Last year I flew to Long Island and saw an eminent neurologist. He looked at the MRI and said I needed an MVD. By luck, while I was pricing the same procedure if done in India, I stumbled on Frank Vertosick's Why We Hurt: A Brief History of Pain. Vertosick studied under Dr. Jannetta, pioneer of MVD. One of the book's anecdotes features a woman with trigeminal neuropathic pain (a.k.a. anesthesia dolorosa), chronic pain like I have. She's waking up from MVD and starts in bitching because the pain is still there. MVD does not work on trigeminal neuropathic pain. The lesson here is, never ask a barber if you need a haircut. His surgeon's fee alone was going to be $102,000.

Last week I cancelled a consultation with Mayfield Clinic in Cincinnati. I was set to pre-pay for a Percutaneous Stereotactic Rhizotomy the day following the consult so I would only have to make one trip. Then I watched some DVDs from the TNA conference. One had all the docs up front nodding like bobbleheads in agreement that with trigeminal neuropathic pain, further destruction of the nerve does not help, and may make it worse. Yet everyone's poised to take my scarce dollars to do just that.

Trigeminal nerve conditions are associated with high blood pressure, cold sores, shingles, and stroke, according to a presenter at the 2010 TNA Conference. I've had all but the latter, and now I frequently wake up with my left arm tingling ominously. More fun to come.

Trigeminal nerve conditions are disproportionately frequented on older women.
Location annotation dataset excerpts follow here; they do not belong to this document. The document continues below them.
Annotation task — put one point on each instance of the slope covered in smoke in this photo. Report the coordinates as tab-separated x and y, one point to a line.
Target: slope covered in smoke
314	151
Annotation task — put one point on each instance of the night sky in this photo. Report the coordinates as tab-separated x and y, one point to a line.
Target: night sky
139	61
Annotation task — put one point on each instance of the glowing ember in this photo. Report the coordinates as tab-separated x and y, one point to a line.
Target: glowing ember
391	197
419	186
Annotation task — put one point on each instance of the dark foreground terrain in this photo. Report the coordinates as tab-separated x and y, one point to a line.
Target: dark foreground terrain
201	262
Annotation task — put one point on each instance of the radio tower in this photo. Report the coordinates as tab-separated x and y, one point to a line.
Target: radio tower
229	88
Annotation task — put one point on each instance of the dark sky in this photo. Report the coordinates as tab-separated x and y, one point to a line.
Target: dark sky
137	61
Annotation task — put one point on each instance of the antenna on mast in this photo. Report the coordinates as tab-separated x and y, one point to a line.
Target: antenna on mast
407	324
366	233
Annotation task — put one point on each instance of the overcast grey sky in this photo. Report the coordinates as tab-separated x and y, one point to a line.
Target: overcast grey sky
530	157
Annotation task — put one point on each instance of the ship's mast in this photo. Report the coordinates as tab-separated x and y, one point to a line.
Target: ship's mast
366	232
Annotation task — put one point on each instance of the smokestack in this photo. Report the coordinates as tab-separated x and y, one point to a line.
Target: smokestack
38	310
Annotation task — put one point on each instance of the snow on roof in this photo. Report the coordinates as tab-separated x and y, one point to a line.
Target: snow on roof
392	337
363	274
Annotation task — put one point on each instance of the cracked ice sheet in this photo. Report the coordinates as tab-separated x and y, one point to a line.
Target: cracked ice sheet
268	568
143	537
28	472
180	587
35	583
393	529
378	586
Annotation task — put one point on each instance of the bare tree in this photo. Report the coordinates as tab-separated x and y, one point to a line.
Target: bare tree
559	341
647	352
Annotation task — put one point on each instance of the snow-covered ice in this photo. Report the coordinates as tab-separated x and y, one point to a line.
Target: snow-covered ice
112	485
Menopause deprives you of 90% of your hormones. Progesterone protects the nervous system; since 2007 some ERs have been administering progesterone by injection for head trauma patients. My accident occurred after menopause and before I had figured out bio-identical hormone replacement therapy. Bad timing. Fatal error.

I am not religious; I am a Nietzschean. So G. K. Chesterton's "Ecclesiastes" does not convince as it otherwise might:

There is one sin: to call a green leaf gray,
Whereat the sun in Heaven shuddereth.
There is one blasphemy: for death to pray,
For God alone knoweth the praise of death. [& etc.]

Does any of this resonate with you? This is my first post here, and to know that others are going through the same thing is not particularly comforting. Support groups with everyone sharing their sad story mostly make me ... sad. The only thing that works at all is to spend time with happy, healthy people who still find something in me to love despite my having been singled out for a terrible fate. I can riff off their joie de vivre. But even then it's vicarious joy and so I'm wondering: Do they love me for what I was BEFORE?--a hale companion? If so, their patience must at some point run out. And then the quandary over what to do about this will be a no-brainer.